ÓRGANO OFICIAL DEL COMITÉ CENTRAL DEL PARTIDO COMUNISTA DE CUBA
Foto: Radio Cadena Habana

Nunca había escuchado sobre Luis Marquetti, o no recuerdo que así haya sido. Y eso es bueno, porque, de saberlo todo, moriría una de las principales herramientas con que contamos los periodistas, la curiosidad.

La curiosidad es como esas hormigas que te caminan el cuerpo y que, si no las espantas, se tornan molestas. Así pues, manos a la obra, decidí averiguar quién era. Resultados: compositor que nació en Cuba el 24 de agosto de 1901 y falleció el 30 de julio de 1991, era negro y vivió en la sociedad de los 40 y los 50. Mala combinación.

Sin embargo, grata fue mi sorpresa al encontrar un artículo del periódico cubano El Artemiseño sobre el compositor y sobre un tocayo suyo, Luis César Núñez, investigador, autor de un libro sobre el legado de Marquetti.

Luis Marquetti gigante del bolero, es un volumen que se publicó en Alquízar por el sello Unicornio y luego voló a Estados Unidos por una editorial de allí. Es más que una biografía: es el pago simbólico de una deuda que la cultura cubana tenía con uno de sus boleristas mayores.

Pero para hablar de Marquetti, hay que hablar de una «deuda» muy particular. Corría la década de los cuarenta y el joven compositor ya tenía un arsenal de canciones que derrochaban sentimiento. Sin embargo, para el gran público cubano, su nombre era un susurro que no lograba colarse en los estudios de la CMQ, la cadena radial más importante de la isla caribeña.

¿La razón? El color de su piel. A la Cuba de la época no le importaba que aquel muchacho escribiera Deuda con maestría; para ciertos productores, su música era tan invisible como él.

La anécdota, que ya es leyenda, involucra al puertorriqueño Bobby Capó. En mayo de 1952, Capó, figura estelar de la canción, se encontraba grabando en Nueva York. Al incluir Deuda en su repertorio, chocó de frente con el muro del racismo. El representante de la red cubana le advirtió del «problema»: no se podía promulgar la obra de un compositor negro, y Capó se plantó.

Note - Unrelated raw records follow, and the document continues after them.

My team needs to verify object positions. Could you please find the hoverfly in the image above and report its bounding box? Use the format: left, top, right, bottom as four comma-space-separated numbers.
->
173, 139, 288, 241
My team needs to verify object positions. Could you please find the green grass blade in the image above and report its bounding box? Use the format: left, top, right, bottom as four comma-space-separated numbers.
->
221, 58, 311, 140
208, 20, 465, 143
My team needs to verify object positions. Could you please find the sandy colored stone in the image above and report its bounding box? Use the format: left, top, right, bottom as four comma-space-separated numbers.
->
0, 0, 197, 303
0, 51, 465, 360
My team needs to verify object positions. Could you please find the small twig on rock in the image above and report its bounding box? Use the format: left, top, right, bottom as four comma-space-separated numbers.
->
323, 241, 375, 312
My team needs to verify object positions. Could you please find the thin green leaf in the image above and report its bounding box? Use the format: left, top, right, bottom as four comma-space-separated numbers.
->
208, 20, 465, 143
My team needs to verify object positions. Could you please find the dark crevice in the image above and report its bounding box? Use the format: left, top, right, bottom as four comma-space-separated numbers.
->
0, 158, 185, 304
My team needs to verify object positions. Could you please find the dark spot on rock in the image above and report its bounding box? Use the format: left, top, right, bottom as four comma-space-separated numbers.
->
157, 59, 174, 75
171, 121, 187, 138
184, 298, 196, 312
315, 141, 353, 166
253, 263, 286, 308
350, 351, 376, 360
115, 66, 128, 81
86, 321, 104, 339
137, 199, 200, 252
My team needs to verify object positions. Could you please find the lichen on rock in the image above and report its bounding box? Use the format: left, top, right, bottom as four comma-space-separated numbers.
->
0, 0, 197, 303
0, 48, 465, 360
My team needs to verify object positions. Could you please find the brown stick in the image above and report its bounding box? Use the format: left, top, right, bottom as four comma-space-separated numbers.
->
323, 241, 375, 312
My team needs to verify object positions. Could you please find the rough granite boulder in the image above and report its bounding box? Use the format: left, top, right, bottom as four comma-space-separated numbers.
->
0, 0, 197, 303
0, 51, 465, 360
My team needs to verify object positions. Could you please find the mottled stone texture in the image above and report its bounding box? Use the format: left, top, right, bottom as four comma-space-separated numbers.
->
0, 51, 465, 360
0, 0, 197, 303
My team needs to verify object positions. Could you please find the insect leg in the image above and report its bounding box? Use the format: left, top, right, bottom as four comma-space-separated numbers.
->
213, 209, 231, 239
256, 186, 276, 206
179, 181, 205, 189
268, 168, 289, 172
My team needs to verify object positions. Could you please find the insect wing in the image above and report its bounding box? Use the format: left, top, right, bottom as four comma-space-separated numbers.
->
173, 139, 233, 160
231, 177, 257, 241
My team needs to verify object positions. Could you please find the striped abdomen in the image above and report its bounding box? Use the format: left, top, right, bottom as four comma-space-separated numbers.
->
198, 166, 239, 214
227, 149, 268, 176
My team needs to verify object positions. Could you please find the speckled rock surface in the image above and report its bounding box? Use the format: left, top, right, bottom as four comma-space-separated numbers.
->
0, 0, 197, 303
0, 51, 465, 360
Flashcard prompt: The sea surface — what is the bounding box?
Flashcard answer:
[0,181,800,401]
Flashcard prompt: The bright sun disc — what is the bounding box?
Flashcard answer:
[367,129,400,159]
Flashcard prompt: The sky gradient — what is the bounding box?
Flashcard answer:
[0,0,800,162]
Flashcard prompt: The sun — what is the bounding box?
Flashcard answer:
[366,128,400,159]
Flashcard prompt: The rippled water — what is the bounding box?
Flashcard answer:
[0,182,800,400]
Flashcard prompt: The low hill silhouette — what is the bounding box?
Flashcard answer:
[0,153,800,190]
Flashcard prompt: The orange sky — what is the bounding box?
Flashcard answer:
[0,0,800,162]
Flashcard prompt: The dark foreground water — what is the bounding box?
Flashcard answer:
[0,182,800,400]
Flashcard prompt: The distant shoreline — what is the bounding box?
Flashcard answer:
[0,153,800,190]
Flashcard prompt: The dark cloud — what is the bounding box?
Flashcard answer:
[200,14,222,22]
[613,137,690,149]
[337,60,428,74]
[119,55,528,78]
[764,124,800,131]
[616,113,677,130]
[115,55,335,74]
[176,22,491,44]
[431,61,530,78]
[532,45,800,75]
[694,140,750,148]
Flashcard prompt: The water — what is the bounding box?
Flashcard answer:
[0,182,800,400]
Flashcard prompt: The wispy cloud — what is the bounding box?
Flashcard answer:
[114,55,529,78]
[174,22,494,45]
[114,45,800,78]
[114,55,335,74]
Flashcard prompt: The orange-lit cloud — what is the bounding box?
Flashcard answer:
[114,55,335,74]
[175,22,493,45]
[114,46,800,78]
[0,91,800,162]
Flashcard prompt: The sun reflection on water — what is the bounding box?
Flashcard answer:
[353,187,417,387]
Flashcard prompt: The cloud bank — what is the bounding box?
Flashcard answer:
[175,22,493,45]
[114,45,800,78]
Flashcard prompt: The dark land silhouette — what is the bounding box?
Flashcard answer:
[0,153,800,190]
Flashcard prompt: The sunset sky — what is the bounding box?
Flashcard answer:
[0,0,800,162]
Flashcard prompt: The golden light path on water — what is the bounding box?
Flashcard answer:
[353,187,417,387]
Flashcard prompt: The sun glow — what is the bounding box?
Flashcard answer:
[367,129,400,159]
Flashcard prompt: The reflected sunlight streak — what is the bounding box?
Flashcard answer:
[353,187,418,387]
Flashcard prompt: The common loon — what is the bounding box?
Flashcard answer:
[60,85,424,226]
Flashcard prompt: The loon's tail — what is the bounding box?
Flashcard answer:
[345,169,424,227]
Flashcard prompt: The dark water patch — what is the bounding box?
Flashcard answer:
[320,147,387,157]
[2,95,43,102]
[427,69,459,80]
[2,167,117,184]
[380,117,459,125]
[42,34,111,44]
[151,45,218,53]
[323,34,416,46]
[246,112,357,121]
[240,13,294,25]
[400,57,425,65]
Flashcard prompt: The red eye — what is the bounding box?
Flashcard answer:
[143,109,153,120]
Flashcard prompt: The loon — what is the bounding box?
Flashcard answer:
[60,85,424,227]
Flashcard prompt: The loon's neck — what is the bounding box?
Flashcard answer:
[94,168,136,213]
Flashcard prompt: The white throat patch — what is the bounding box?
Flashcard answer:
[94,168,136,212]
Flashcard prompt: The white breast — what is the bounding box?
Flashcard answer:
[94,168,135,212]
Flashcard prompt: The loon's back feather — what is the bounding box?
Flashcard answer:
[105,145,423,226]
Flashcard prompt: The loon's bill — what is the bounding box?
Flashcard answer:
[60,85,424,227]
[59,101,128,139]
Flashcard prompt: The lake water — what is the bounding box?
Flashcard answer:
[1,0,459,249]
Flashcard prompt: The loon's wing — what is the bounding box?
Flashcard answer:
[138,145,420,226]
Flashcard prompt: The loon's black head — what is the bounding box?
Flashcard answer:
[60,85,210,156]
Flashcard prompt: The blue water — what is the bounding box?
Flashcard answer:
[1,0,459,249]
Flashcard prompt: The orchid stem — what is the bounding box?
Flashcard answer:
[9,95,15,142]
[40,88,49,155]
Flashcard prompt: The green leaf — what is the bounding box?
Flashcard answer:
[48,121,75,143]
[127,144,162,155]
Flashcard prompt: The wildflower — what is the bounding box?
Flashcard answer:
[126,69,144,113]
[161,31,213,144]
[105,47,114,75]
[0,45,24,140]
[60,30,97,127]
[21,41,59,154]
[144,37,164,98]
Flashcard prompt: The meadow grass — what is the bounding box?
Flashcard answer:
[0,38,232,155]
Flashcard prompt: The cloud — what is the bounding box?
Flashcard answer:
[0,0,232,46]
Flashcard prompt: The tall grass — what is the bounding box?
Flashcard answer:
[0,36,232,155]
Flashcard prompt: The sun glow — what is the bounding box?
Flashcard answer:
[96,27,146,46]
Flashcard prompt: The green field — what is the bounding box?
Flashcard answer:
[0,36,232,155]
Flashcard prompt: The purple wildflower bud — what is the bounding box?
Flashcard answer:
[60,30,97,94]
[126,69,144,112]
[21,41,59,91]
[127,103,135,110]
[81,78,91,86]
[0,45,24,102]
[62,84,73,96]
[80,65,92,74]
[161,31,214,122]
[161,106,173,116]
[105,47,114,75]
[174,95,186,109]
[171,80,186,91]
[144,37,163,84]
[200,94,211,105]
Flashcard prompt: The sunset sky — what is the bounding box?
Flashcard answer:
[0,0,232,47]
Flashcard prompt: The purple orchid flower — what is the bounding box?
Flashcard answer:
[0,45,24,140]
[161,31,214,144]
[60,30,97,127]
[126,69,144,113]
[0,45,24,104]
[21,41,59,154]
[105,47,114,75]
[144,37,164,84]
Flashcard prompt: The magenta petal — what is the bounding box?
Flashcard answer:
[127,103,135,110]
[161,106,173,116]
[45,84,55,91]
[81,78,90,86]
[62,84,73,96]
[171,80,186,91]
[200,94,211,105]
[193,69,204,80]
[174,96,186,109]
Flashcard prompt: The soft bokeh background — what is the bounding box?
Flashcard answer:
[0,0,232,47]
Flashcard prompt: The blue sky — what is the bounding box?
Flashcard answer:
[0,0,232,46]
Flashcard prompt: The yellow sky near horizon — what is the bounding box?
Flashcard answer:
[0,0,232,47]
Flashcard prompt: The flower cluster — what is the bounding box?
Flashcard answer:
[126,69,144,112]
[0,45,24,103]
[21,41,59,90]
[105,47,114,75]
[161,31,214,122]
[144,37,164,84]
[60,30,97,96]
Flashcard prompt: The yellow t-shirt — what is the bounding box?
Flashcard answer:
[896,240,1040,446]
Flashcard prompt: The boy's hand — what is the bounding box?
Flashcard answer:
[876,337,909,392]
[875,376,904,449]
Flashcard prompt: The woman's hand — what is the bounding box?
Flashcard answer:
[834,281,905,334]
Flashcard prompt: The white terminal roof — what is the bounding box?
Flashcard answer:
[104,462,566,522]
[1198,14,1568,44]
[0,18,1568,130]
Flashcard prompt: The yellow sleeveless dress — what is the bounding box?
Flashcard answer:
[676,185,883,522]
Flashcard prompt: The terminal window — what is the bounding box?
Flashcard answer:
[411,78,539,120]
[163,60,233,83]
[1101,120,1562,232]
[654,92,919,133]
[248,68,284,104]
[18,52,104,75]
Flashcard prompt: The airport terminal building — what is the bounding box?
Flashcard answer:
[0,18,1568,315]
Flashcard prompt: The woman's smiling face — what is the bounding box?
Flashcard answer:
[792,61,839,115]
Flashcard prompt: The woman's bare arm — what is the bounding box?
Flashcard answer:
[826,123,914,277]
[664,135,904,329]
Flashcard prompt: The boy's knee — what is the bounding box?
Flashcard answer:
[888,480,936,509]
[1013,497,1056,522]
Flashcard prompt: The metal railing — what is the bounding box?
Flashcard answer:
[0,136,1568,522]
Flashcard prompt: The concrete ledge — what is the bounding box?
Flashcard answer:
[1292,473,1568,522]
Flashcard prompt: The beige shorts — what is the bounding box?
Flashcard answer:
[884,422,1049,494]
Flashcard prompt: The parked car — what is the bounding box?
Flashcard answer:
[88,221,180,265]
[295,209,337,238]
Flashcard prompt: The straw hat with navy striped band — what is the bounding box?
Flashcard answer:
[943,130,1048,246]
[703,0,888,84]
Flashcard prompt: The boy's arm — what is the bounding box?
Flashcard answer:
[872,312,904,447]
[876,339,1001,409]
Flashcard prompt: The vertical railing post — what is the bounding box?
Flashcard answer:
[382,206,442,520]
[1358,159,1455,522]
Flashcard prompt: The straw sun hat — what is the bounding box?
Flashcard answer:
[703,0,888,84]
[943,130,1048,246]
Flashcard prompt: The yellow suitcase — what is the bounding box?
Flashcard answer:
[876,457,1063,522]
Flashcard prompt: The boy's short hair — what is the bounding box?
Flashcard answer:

Se negó a excluir el bolero. Ante la presión, la canción coló de manera extraoficial, y luego, gracias a más protestas, logró entrar por la puerta grande. Fue una victoria para Capó, para Marquetti, para la comunidad negra y para la música cubana. El talento se impuso al racismo.

Esa victoria tardía no apagó la prolífica pluma de Marquetti. Los datos hablan de un torrente creativo imparable. Desde Alma de azúcar en 1941 hasta Cada segundo te alejas más o Alquízar, fechadas en 1992, su catálogo es un mapa de varias décadas.

Ahí están los clásicos inmortales como Plazos traicioneros o Amor qué malo eres, piezas que definieron una era y se incrustaron en la memoria colectiva. Basta ver la lista de quienes lo interpretaron: Daniel Santos, Celia Cruz, Leo Marini, Vicentico Valdés, la Sonora Matancera... más de cien artistas grabaron más de treinta de sus obras entre 1946 y 1957. Hay una triste verdad detrás de todo, si la radio de su país le cerró las puertas, el resto del continente se las abrió de par en par.

Marquetti no solo escribía boleros. En su repertorio desfilan el son (Son de maíz), el sabor de la calle (Boletera) y el amor por la tierra (Cuba en mí). Fue un autor que entendió el pulso de su época, contemporáneo de monstruos como Isolina Carrillo u Osvaldo Farrés, y a la altura de todos ellos.

Quizás el desenlace más hermoso de esta historia es la recompensa póstuma. Años después de su partida, el 30 de julio de 1991, en el mundo volvió a girar hacia su música.

En plena fiebre global por el son cubano, el proyecto Buena Vista Social Club, con la voz aterciopelada de Ibrahim Ferrer, refrescó una versión de Arsenio Rodríguez de una de sus piezas. De repente, el muchacho al que le negaban el micrófono en La Habana sonaba en los escenarios más prestigiosos del mundo, demostrando que su obra no entendía de barreras idiomáticas ni raciales.

Aquel investigador de Alquízar, el otro Luis, soñaba con un museo para conservar la memoria de Marquetti. Y aunque los reconocimientos físicos a veces tardan, la verdadera inmortalidad de este compositor no está en las vitrinas, sino en la vigencia de sus boleros.

Al final, la deuda que Bobby Capó se negó a esconder, hoy la cobra la música cubana con creces. Luis Marquetti escribió sobre amores y desengaños, pero también escribió otro capítulo sobre la resistencia silenciosa del arte.